Камера Тарковского так и толкует вещи, точнее говоря, она их никак не толкует - она их волхвует, она играет на них, как на неведомом инструменте, как на флейте без отверстий.
Пришельцами в кинематографе Тарковского являются прежде всего дети, и словно бы всегда и повсюду за взрослым Тарковским ходит мальчик Тарковский, со своей дудочкой и со своей немотой-молчанием - как у мальчика, возлюбленного пожилым отцом в "Жертвоприношении". Повязка на горле у малыша: он не может (а может быть, не хочет) говорить, тело его не может говорить. Он просто смотрит, он весь - созерцание и слушание. И лишь в финале он, как дзэнский монах-кудесник, ожививший сухое дерево трехлетним методичным поливом (конечно же, это типично дзэнская медитация), вдруг спрашивает: "Вначале было Слово. Папа, почему?.."*
* Разумеется, это сущностный вопрос для самого Тарковского. Не забудем, что это вообще самая последняя, финальная фраза всего его творчества. Словно бы сам Тарковский обращается к нам с этим своим последним вопросом-завещанием Тарковский, вернувшийся к Началу, к Логосу, как именуется эта изначальность Слова. В контексте картины, в контексте истории об ожившем дереве ответ на вопрос очевиден: исходное Слово-логос (было чистым Сознанием, и оно-то и обладает изначальной творящей силой. Исток сознания - чист и волшебен. Таково завещание Тарковского Малышу. Впрочем, это совсем не так. Тарковский завещал Малышу не ответ, а вопрос - что во много раз мудрее. Важны не словесные ответы, а сам процесс исканий, сам ритм пребывания в эпицентре внутреннего своего движения.

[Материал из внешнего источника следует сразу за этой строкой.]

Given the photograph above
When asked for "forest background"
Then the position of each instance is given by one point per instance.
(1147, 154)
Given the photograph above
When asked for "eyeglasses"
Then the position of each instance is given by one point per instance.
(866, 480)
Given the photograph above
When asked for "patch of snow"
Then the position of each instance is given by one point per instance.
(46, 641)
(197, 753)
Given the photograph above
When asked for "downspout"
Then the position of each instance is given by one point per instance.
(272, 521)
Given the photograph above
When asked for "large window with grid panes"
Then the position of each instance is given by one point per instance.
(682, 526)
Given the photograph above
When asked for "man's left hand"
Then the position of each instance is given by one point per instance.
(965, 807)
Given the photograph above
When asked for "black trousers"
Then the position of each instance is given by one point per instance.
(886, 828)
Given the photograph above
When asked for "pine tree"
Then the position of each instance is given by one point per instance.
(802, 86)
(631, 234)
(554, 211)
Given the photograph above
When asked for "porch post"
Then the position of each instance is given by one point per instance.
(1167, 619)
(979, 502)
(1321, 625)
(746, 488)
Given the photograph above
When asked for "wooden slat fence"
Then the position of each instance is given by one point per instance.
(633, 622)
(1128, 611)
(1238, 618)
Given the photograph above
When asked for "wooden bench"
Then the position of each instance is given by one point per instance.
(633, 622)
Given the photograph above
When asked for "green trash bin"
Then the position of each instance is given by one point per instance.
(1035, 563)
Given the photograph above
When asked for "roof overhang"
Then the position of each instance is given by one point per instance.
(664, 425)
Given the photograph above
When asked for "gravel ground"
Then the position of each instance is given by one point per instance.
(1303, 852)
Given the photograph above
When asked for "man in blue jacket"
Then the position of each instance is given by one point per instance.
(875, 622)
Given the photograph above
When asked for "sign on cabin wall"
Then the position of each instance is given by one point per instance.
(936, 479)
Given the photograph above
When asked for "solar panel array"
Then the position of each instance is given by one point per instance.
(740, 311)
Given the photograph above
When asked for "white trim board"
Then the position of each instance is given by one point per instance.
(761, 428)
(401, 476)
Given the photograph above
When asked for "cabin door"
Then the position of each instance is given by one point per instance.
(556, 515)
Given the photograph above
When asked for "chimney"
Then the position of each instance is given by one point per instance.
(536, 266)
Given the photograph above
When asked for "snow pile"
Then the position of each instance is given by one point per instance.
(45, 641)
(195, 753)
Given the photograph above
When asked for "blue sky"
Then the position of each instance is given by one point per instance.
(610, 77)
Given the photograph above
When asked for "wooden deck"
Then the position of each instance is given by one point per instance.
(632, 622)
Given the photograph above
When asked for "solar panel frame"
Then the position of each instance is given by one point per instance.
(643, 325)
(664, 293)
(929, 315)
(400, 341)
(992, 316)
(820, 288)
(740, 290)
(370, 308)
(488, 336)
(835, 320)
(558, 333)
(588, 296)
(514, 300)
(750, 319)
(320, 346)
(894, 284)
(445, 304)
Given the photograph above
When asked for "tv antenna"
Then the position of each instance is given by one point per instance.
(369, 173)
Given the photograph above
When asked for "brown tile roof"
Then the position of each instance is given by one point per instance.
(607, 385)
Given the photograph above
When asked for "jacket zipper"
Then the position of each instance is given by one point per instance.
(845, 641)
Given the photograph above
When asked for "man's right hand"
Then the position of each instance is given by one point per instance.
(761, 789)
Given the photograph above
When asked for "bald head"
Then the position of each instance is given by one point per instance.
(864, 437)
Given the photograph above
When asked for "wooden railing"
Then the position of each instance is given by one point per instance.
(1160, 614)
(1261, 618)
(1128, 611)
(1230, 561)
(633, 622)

Священство жизни длится неостановимо, повсеместно, ежемгновенно. От него не скрыться. Это оно бросает человеку вызов. И он может принять его и стать воином. Встать в отношения причастности. Что и делает Тарковский своим кинематографом. Ибо человек - лишь часть. Параллельно ему текут миры. "А вам никогда не казалось, что растения чувствуют, сознают, постигают?.." - зачин "Зеркала", где прохожий, доктор, падает в траву с обломившейся жерди прясла и вдруг замирает в мгновенном переключении в иной план.
Но таинство чего, собственно, вершится? Вот трехлетний малыш держит, прижав к груди, большую стеклянную крынку с молоком, он всматривается в нечто, что бездонно его превышает и что таинственно безгранично. Этот сосуд - бог, и молоко - бог, и сам он - в божественной траве бог. Наверное, полминуты камера в молчанье наблюдает за малышом. Кто и что здесь в таинстве? Сознание ли автора-режиссера? Этот ли мальчик, не ведающий о взгляде кинокамеры? Или само это пространство раскачивает нас в океане тайны?
И что там говорить о травах, об океане Солярис - у Тарковского даже стены "смыслополагающие", "мыслящие", волхвующие структуры. Процесс пребывания щербатых, выбитых, пятнистых, со своей собственной таинственной географией стен есть самоценная реальность.
Все, во что входит камера Тарковского, становится космосом, то есть гармонической целостностью, на которую в нас есть глубоко упрятанный настрой. В этой реальности, насколько мы знаем, жили древние: египтяне, вавилоняне, ацтеки... Космосом для греков были Афины, и пригорок детства был не меньше реальности звезд.
Дом детства с его шевелящимися шторами, трава в саду, развалины дома в "Ностальгии" - все это космос... И Солярис парадоксально возвращает "космонавта" Криса в лоно его земного "космического" сознания, посредством чего только и разрешается запутанный конфликт "межпланетных" сил.
Как-то с одним четырехлетним мальчиком я бродил по окрестностям Иерусалима в очередном "поиске Бога". Этим мы занимались уже давно, потому что малыш хотел задать Богу вопросы, на которые я не мог ответить. Я был совершен-
но растерян перед прямотой желания малыша общаться с Богом. Уходя от личной ответственности, я заявил, что Бог любит прятаться от людей, играть в прятки. И вот мы искали: в кустах, в корнях трав, под камнями, в заброшенных строеньях, в шепоте костра, в пенье птиц, в старых пнях... И вот как-то забрели в православный монастырь полюбоваться изумительными видами, открывавшимися оттуда, зашли в храм, постояли на службе. Потом, сидя на скамейке в монастырском дворе, я пытался ответить на очередной вопрос и объяснить малышу смысл храма. Я сказал: отчаявшись найти Бога, взрослые придумали такую приманку. Они начали строить красивые здания с красивым внутренним убранством, воспевающим Бога, собираться там и хором молить Бога прийти. Люди надеются, что однажды Бог захочет поселиться в этих храмах.